In dem Maß, in dem sich die Gestalt auf der Seite der Natur dieser Dichotomie einreihte – wobei der Assoziationismus notwendigerweise auf dem Erziehungspol lag –, hatte die Gestalt die Auseinandersetzung »gewonnen«. Im Rückblick soll hier angemerkt werden, dass sich das Gestaltmodell selbst im Verlauf der Auseinandersetzung und durch die Forschungsergebnisse etwas weiter in Richtung auf den »inneren« Pol einer etwas anderen Dichotomie hinbewegt hatte – das heißt die relative Betonung der »inneren« versus »äußeren« Faktoren in der Gestaltbildung – und damit weg von Wertheimers Forderung nach unabhängigen, objektiven, quantifizierbaren und messbaren Kriterien der »guten Gestalt« in der Umgebung, sofern ein Forscher sie erhalten könnte. Die nächsten Beiträge zur Erweiterung des Gestaltmodells, nämlich die von Kurt Lewin, brachten es noch weiter auf diesem Pfad voran und damit weiter in die Bereiche der Persönlichkeitstheorie und der psychotherapeutischen Anwendung entlang den Entwicklungslinien, die ich hier nachzeichne.

Das Modell Lewins

Lewins Beitrag bestand rückblickend betrachtet darin, dass er das Gestaltmodell aus der Laborsituation herausnahm und auf die viel komplexeren Bereiche des Alltagslebens anwendete.
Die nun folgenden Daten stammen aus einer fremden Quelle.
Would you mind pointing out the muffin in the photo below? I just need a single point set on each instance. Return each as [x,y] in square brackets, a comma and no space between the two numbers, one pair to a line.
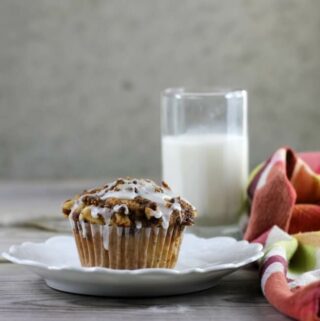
[129,224]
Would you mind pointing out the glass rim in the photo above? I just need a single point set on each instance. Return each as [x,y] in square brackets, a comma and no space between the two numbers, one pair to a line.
[180,92]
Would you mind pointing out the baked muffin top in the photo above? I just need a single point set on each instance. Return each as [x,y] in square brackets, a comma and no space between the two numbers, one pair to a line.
[130,202]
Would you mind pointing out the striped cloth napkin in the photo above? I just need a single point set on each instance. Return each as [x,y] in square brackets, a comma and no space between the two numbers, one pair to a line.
[284,196]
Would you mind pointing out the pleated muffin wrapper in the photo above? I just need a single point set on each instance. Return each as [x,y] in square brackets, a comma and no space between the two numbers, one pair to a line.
[127,247]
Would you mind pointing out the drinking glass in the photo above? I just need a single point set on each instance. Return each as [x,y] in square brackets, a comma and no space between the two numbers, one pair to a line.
[205,150]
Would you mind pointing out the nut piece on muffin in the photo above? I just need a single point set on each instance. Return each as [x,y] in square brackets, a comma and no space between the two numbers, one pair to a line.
[129,224]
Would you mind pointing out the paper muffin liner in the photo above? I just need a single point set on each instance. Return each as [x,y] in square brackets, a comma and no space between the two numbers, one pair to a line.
[127,248]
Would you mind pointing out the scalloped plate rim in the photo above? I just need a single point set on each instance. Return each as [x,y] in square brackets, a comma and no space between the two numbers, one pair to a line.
[218,267]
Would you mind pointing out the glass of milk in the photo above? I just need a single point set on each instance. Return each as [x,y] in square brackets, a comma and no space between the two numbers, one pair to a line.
[205,150]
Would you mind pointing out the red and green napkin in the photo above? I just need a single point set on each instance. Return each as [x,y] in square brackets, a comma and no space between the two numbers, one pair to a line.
[284,197]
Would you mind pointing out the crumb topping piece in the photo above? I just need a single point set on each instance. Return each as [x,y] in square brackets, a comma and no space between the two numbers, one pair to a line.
[130,203]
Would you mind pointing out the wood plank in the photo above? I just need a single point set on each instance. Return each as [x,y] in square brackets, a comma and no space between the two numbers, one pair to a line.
[24,296]
[18,235]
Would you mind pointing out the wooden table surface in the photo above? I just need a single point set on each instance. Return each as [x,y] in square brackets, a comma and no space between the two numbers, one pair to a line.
[25,296]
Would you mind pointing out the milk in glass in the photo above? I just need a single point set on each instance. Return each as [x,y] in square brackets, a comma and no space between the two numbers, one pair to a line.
[209,170]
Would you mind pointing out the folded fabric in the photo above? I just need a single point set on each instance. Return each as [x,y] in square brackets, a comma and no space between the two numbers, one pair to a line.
[290,273]
[285,192]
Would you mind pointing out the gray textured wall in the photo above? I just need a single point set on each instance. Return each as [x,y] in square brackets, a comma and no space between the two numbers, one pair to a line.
[80,79]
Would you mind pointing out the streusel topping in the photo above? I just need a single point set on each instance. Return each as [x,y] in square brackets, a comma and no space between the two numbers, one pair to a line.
[131,202]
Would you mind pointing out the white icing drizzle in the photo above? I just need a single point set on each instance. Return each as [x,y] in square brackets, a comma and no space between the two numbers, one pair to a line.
[119,207]
[129,190]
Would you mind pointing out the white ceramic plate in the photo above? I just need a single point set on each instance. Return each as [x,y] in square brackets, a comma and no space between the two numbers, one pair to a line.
[202,262]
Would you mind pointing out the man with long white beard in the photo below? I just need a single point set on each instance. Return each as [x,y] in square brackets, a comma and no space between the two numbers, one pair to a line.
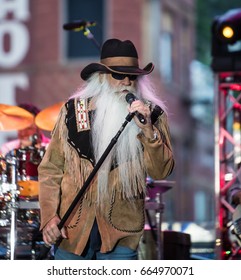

Diese Entwicklung kündigte sich bereits in einem sehr eindrücklichen frühen Text mit dem Titel »Kriegslandschaft« an, den der Autor schrieb, während er noch Dienst an der deutschen Westfront tat (Lewin 1917). Lewins Argumentationsrichtung war folgende: Wenn wir nicht gerade experimentelle Psychologen (oder Versuchspersonen in einem Labor) sind, verschwenden wir nicht viel Zeit unserer Problemlösungsenergie darauf, dass wir einfach still dasitzen und Urteile über Wahrnehmungsszenen bilden, die zweideutig oder sonstwie sind. Viel üblicher und viel instruktiver ist die Situation, bei der wir ein vorgegebenes Feld betreten oder in der wir bereits innerhalb einer bestimmten Umgebung in Bewegung sind, wobei Teile dieser Umgebung auch in Beziehung zu uns oder zueinander in Bewegung sein können. Unsere Aufgabe besteht dann darin, Wahrnehmungsurteile und andere Urteile zu nutzen, um das Feld zu bewältigen oder/und uns durch es hindurch zu bewegen, und dabei versuchen wir, bestimmte Ziele zu erreichen und ungünstige Ergebnisse zu vermeiden.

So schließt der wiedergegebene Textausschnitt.